History of Atomic Theory timeline

By s130091
  • John Dalton

    John Dalton's experiments on gases led to the discovery that the total pressure of a mixture of gases amounted to the sum of the partial pressures that each individual gas exerted while occupying the same space.
  • Ernest Rutherford

    Ernest Rutherford
    Ernest Rutherford found a simpler and more practical way to detect radio waves than previously before.
  • J.J. Thomson

    J.J. Thomson studied the cathode rays which resulted in the discovery of the electron.
  • Marie Curie

    Marie Curie discovered that rays remained constant, no matter the form of uranium. The rays came from the element's atomic structure. This revolutionary idea created the field of atomic physics and she used the word radioactivity to describe what was happening.
  • Henry Moseley

    Henry Moseley produced the outcomes of his measurements of the wavelengths of the X-ray spectral lines which showed that the ordering of the wavelengths of the X-ray emissions of the elements coincided with the ordering of the elements by atomic number.
  • Francis Aston

    Francis Aston created the spectograph.

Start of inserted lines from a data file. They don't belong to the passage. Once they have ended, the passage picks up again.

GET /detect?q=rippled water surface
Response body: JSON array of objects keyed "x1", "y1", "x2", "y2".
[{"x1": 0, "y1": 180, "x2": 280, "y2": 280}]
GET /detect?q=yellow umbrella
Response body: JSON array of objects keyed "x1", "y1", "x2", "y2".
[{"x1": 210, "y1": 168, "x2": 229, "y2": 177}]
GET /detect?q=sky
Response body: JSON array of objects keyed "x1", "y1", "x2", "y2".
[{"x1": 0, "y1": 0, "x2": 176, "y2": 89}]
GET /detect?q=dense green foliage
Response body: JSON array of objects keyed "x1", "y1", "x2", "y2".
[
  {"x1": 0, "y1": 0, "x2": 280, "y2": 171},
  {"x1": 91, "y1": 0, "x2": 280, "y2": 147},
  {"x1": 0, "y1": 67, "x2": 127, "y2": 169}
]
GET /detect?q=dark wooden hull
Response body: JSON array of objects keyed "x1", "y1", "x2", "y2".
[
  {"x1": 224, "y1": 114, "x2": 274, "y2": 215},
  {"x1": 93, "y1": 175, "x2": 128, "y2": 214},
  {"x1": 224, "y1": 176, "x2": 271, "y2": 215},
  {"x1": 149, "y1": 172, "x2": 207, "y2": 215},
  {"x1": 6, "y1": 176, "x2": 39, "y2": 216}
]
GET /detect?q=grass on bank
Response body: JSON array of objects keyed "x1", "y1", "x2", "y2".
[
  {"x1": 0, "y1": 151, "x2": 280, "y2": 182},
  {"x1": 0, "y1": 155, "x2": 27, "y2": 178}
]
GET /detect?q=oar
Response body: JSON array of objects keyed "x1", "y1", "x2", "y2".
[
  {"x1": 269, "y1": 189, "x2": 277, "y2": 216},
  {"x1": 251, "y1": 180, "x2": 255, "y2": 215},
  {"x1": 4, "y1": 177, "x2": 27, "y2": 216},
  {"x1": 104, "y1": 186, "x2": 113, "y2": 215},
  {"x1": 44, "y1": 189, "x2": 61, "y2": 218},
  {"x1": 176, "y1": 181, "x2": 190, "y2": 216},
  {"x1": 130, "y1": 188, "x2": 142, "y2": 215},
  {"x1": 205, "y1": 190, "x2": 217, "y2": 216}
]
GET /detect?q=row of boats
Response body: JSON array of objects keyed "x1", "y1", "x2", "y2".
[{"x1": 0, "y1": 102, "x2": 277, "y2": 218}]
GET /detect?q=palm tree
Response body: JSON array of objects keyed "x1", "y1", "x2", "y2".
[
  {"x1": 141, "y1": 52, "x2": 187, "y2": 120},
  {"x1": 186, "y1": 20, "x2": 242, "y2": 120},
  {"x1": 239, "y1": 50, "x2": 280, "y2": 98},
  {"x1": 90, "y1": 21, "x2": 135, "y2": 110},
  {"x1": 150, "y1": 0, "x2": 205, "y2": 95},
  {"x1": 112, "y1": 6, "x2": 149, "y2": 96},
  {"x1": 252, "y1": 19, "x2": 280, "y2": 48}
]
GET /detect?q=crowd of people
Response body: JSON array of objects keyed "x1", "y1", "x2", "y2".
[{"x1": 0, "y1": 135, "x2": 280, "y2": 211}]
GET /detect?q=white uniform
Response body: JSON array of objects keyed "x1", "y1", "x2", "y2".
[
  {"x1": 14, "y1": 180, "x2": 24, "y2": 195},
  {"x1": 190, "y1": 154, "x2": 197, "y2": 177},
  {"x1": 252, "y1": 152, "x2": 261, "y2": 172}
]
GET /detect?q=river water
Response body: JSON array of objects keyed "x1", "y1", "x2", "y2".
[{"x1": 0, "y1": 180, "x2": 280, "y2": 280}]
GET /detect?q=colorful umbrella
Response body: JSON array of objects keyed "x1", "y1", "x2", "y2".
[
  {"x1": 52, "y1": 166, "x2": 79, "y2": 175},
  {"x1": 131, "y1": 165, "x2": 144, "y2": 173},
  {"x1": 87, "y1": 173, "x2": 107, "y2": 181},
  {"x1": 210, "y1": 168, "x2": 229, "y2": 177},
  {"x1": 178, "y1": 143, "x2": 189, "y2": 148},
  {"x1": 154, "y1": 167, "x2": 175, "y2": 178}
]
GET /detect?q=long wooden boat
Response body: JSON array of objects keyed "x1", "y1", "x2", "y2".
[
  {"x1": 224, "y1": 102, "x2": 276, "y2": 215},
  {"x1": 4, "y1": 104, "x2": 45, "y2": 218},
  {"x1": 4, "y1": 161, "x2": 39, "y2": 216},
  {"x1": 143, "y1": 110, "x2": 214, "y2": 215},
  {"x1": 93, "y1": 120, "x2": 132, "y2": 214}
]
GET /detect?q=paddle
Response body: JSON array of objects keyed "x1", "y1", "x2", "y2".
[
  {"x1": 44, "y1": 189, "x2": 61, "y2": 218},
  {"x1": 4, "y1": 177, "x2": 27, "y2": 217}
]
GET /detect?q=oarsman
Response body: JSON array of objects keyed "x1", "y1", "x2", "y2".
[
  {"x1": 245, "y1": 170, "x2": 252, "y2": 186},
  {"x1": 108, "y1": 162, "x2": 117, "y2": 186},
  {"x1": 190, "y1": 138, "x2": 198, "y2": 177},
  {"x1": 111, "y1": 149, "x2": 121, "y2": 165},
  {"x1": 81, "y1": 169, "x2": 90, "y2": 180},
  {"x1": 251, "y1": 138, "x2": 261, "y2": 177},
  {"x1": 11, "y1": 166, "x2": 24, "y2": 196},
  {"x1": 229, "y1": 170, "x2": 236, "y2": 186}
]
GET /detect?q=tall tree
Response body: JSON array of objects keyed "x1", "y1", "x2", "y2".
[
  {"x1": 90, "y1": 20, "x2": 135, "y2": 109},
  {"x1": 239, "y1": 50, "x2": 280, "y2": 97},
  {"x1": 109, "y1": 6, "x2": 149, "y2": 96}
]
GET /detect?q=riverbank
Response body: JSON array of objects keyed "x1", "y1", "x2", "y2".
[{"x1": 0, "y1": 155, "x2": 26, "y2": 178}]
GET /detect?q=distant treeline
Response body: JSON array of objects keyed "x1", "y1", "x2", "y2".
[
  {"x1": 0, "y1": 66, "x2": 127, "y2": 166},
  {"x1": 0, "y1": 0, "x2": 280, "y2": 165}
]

A spectograph was a type of positive ray apparatus which uses magnetic and electrostatic fields producing opposite deflections in the same place to convert molecules into ions and then sorts the ions by their mass-to-charge ratio.
  • Niels Bohr

    Niels Bohr received a Nobel Prize in1922 in Physics for his work on atomic structures. Combining Rutherford's description of the nucleus and Planck's theory about quanta, Bohr explained what happens inside an atom and was able to develop a picture of atomic structure.
  • Erwin Schrodinger

    In Niels Bohr's theory of the atom, the electrons absorb and emit radiation of fixed wavelengths when jumping between the fixed orbits around a nucleus.
  • James Chadwick

    James Chadwick proved the existence of neutrons. Alpha rays are charged, and therefore repelled by the electrical forces present in the nuclei of heavy atoms.
  • Murray Gell-Mann

    Murray Gell-Mann developed the concept of strangeness for particles. With a quantum number some hadrons decay rapidly by the strong nuclear force while others decay more slowly by the weak force.